Founder and Leader of SUP
- Incumbent
- Assumed office 2006

Personal details
- Born: 25 February 1964 (age 62) Dadu, Sindh, Pakistan
- Party: SUP (2006–present)
- Other political affiliations: PML(Q) (2004-2006) SDA (2001–2004) IND (1997–1999)
- Education: Cadet College Petaro
- Alma mater: Bachelor of Arts (B.A.)
- Occupation: Politician, Activist
- Known for: Activism for the rights of Sindh

= Syed Jalal Mehmood Shah =

Pakistani politician

Syed Jalal Mehmood Shah (سيد جلال محمود شاهه) is a Pakistani Sindhi nationalist politician and activist who strives for the democratic rights to the people of Sindh. He is a grandson of Sindh's national arch-leader, statesman and philosopher Sain (سائين) G. M. Syed (Ghulam Murtaza Shah Syed) and the son of politician Imdad Mohammad Shah. He remained in companionship of his grandfather Sain G. M. Syed since his childhood. Like his grandfather and father, Shah was at the forefront of social activities and well-being and, following in the footsteps of his father, joined politics.

==Education==
Jalal Mehmood Shah passed five classes of primary education and 6th class of secondary education at Sann, he got further education from 7th class to Intermediate at the Cadet College Petaro. He got a Bachelor of Arts (B.A.) from Government College Nawabshah in 1986.

== Political career ==

===Political head-start ===
Shah participated as a student in 1983's Movement for the Restoration of Democracy protests. He established the 'Young Progressive Thinker's Forum' with his like-minded comrades and became its leader. The Young progressive Thinker's Forum renamed 'Sindh Thinker's Forum' in 1996 and Shah became its first president. Syed Munir Shah Zakiri, Asif Baladi and other youngsters were his companions in the Sindh Thinker's Forum. several literary programmes were arranged as well as Sattar Rind and other youth books were published through the Forum.
Shah participated in the general elections of 1997 and was elected Sindh's Assembly member as an Independent and was elected as deputy speaker of Sindh's Assembly on 22 February 1997. He was speaker of Sindh's Assembly from 30 October 1998 to 12 October 1999. In 1998, when the Federal Government of Pakistan suspended the powers of Sindh's Assembly speaker and Sindh's assembly members meeting was called on a notification, he challenged this matter in the Supreme Court of Pakistan, which affirmed his powers.
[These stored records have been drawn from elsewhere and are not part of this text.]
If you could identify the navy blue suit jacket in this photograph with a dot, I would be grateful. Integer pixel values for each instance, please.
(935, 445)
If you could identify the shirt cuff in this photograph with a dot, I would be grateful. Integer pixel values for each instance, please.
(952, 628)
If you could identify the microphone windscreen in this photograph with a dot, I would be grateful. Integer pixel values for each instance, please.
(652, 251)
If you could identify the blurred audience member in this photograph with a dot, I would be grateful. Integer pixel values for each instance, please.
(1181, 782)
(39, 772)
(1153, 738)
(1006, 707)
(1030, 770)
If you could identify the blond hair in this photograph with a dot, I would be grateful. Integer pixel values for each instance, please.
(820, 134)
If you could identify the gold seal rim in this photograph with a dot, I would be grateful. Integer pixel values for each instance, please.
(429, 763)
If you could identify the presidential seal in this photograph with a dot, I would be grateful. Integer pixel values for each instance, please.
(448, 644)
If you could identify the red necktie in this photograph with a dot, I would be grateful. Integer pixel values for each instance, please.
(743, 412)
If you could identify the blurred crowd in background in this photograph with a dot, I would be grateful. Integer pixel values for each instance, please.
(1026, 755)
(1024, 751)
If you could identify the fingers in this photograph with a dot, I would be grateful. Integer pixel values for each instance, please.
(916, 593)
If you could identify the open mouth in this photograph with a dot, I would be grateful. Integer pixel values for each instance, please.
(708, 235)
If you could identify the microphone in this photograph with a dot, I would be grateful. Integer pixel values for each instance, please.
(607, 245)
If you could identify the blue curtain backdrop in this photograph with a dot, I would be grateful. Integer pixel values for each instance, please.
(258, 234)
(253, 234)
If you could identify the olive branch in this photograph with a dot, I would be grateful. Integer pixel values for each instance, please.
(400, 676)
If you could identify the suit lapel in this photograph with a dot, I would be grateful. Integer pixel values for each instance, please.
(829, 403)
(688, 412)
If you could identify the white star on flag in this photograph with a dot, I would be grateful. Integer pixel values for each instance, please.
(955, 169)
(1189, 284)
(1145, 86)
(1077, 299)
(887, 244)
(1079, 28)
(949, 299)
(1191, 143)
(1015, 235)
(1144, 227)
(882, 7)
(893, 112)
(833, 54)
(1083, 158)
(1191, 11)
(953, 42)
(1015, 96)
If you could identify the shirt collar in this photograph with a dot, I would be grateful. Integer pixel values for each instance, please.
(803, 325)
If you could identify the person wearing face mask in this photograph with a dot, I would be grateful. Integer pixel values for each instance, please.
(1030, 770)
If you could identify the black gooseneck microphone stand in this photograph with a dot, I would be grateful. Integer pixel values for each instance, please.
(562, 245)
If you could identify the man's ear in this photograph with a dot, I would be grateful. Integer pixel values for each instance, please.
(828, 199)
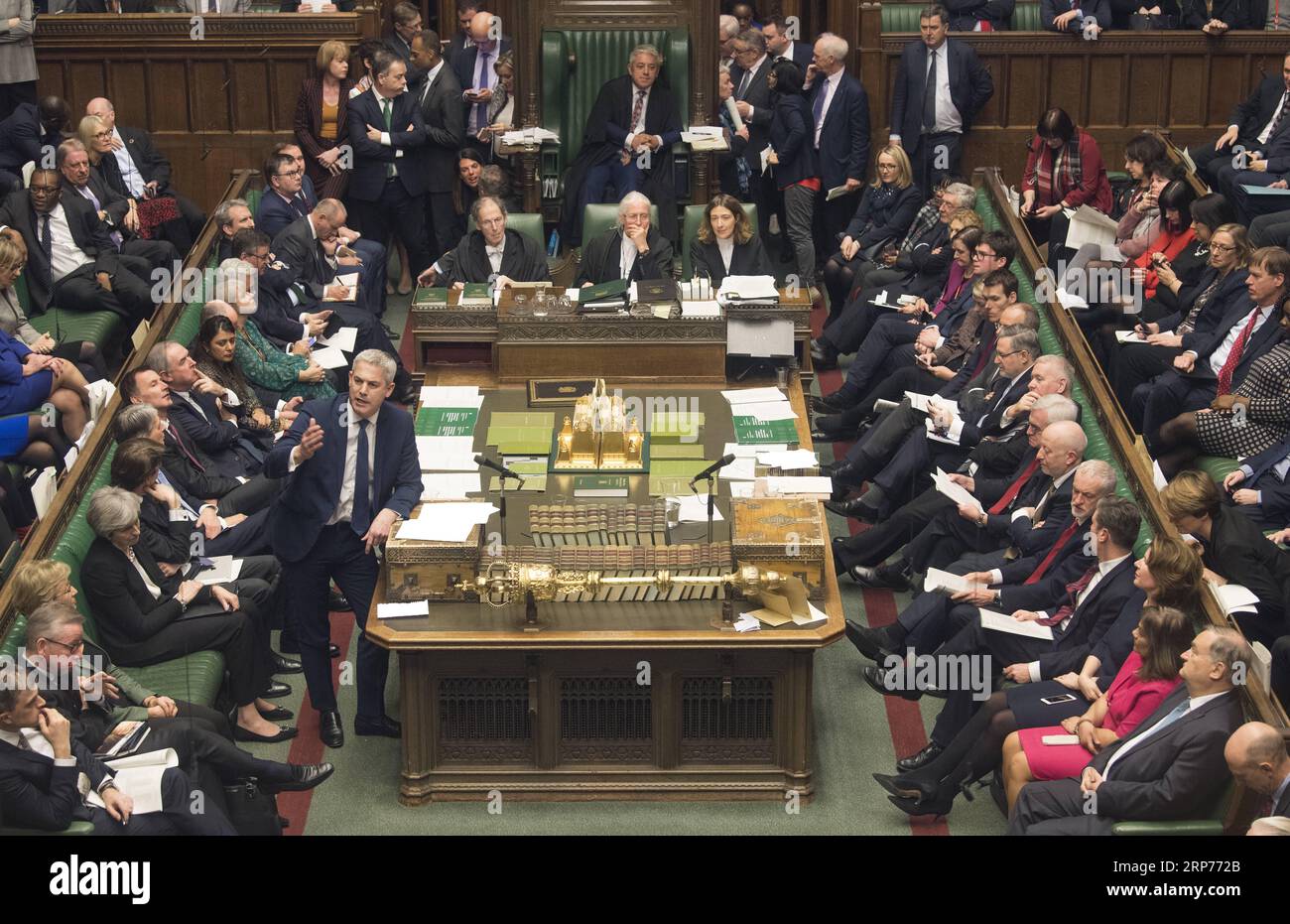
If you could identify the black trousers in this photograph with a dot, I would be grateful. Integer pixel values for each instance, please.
(130, 296)
(398, 213)
(338, 554)
(177, 815)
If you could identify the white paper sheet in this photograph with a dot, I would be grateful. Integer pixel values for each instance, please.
(329, 357)
(394, 610)
(450, 486)
(344, 338)
(1006, 623)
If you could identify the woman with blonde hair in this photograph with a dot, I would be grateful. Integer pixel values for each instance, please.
(726, 243)
(321, 114)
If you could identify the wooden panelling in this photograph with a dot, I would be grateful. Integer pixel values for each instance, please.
(211, 103)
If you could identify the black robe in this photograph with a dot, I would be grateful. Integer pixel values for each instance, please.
(523, 261)
(600, 258)
(614, 107)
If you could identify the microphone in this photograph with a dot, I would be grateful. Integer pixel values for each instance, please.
(497, 466)
(720, 463)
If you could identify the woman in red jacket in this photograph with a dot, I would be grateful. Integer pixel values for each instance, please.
(1065, 169)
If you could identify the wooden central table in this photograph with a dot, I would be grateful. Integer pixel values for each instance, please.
(606, 700)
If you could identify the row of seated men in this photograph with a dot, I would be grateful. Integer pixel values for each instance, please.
(1035, 542)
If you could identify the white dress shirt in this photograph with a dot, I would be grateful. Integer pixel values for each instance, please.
(65, 257)
(829, 89)
(1103, 570)
(1194, 704)
(129, 172)
(344, 507)
(1220, 356)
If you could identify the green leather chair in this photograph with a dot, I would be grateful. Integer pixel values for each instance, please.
(691, 228)
(903, 17)
(576, 64)
(528, 224)
(598, 217)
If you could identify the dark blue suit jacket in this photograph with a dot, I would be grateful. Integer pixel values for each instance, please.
(843, 141)
(370, 158)
(314, 489)
(970, 88)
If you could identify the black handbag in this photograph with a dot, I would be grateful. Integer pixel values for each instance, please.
(252, 811)
(1151, 22)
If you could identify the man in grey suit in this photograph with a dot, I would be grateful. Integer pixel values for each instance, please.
(440, 97)
(1170, 767)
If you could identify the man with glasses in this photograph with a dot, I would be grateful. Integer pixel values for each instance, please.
(71, 260)
(146, 172)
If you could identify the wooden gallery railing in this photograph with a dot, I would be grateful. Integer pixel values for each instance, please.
(47, 532)
(1122, 84)
(1129, 452)
(214, 93)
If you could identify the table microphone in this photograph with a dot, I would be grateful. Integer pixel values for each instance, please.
(720, 463)
(497, 466)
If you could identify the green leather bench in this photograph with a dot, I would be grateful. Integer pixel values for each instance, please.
(903, 17)
(576, 64)
(691, 228)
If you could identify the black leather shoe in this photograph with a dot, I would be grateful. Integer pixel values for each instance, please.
(335, 602)
(330, 730)
(855, 508)
(287, 665)
(276, 714)
(276, 691)
(284, 733)
(304, 777)
(872, 643)
(880, 579)
(921, 759)
(385, 726)
(877, 679)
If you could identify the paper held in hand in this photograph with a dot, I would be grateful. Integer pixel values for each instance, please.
(955, 492)
(1089, 226)
(943, 583)
(1006, 623)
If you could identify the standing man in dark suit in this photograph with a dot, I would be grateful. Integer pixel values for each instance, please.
(752, 97)
(460, 40)
(26, 133)
(1256, 756)
(476, 75)
(353, 475)
(841, 110)
(779, 46)
(1170, 767)
(145, 171)
(114, 209)
(387, 182)
(407, 20)
(440, 99)
(1251, 124)
(40, 764)
(71, 258)
(632, 114)
(940, 89)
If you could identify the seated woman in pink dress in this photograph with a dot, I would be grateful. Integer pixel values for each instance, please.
(1144, 679)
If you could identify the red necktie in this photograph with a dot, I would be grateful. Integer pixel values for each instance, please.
(1069, 606)
(1053, 553)
(1233, 359)
(175, 435)
(1015, 488)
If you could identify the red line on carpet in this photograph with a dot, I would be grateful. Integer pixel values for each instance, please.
(306, 746)
(904, 718)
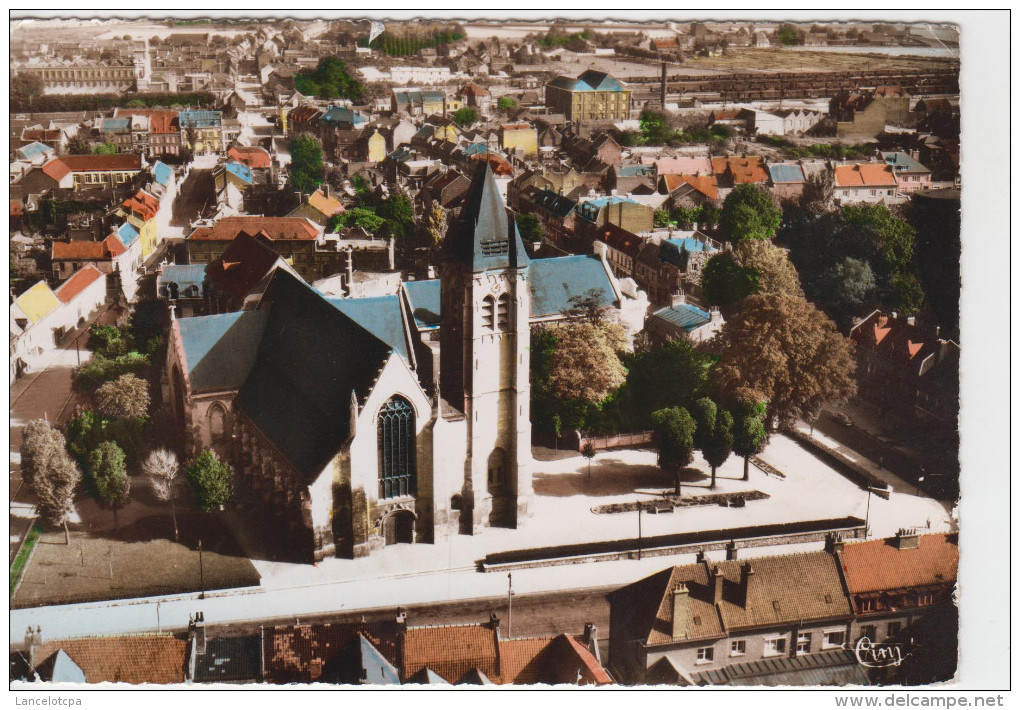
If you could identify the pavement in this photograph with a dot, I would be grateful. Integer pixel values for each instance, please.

Shah formed the Sindh Democratic Alliance (S.D.A) in which he let in those politicians who were not part of Pakistan Peoples Party; he did politics from SDA platform as well. On 9 December 2006, he called a grand convention at Jamshoro where he formed Sindh United Party (SUP) and he was made president of it; He has been still serving as a president of SUP. His party manifesto is based on objectives of Social justice in addition with prosper and autonomous Sindh.Shah has been chairman of 'Shah Saddr Educational Society', patron of 'G.M Syed Foundation' and member of Imdaad Foundation. He has published various books of his grandfather, G. M. Syed. He moved the G. M. Syed library to his residence at the 'G.M Syed Edifice' in Jamshoro; where researchers are offered food and residence. Shah arranged conferences on Sindh's issues of water and national production natural resources.

Jalal Shah asked Urdu-speaking Sindhis that they should unite for the betterment of Sindh motherland, he was addressing a peace conference on the occasion of 20th death anniversary of Sain G. M. Syed at Karachi Press Club. In 2012 SUP chairman and Pml(N) Nawaz Sharif signed a memorandum and joint declaration of 7-points to form an alliance in the general elections of 2013. He also took a severe stand on the issue of IDP shifting from North Waziristan towards Sindh after the Army operation 'Operation Zarb-e-Azb' being conducted against the terrorists there.